Ma il traffico internet è qualcosa di più complesso... che significa "lasciare tutto il traffico internet"? Anche emule fa traffico internet....

Dire di voler lasciare solo il traffico internet può voler dire che vuoi escludere il traffico sulla tua lan, ma nel tuo script non vedo nessuna indicazione della presenza di una lan....

Forse vuoi lasciare aperta solo la porta 80? 

Io penso che tu abbia un semplice desktop e voglia mettere un semplice firewall casalingo...

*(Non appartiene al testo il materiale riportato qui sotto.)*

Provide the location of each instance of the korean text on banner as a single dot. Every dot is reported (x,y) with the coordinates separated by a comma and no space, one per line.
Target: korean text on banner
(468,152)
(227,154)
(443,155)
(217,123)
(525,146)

in questo caso puoi limitarti a consentire tutto il traffico in uscita e bloccare solo quello in entrata

Puoi bloccaro tutto e poi aprire le porte solo ai servizi che vuoi te (ssh, *donkey, o qualsiasi demone di rete tu abbia attivo sul tuo pc)

 *Quote:*   

> può funzionare???
> 
> xò netstat mi dice che ci sono aperte un mucchio di porte!!!

 

Ovvio, c'è tutto il traffico internet  :Wink: 

 *Quote:*   

> è normale oppure è il mio config del firewal che fa pietà?

 

La seconda che hai detto  :Wink: 

----------

## power83

seguendo i suggeriment idi neryo mi sono messo pure io a utilizzarlo.

ecco il mio "iptables -L"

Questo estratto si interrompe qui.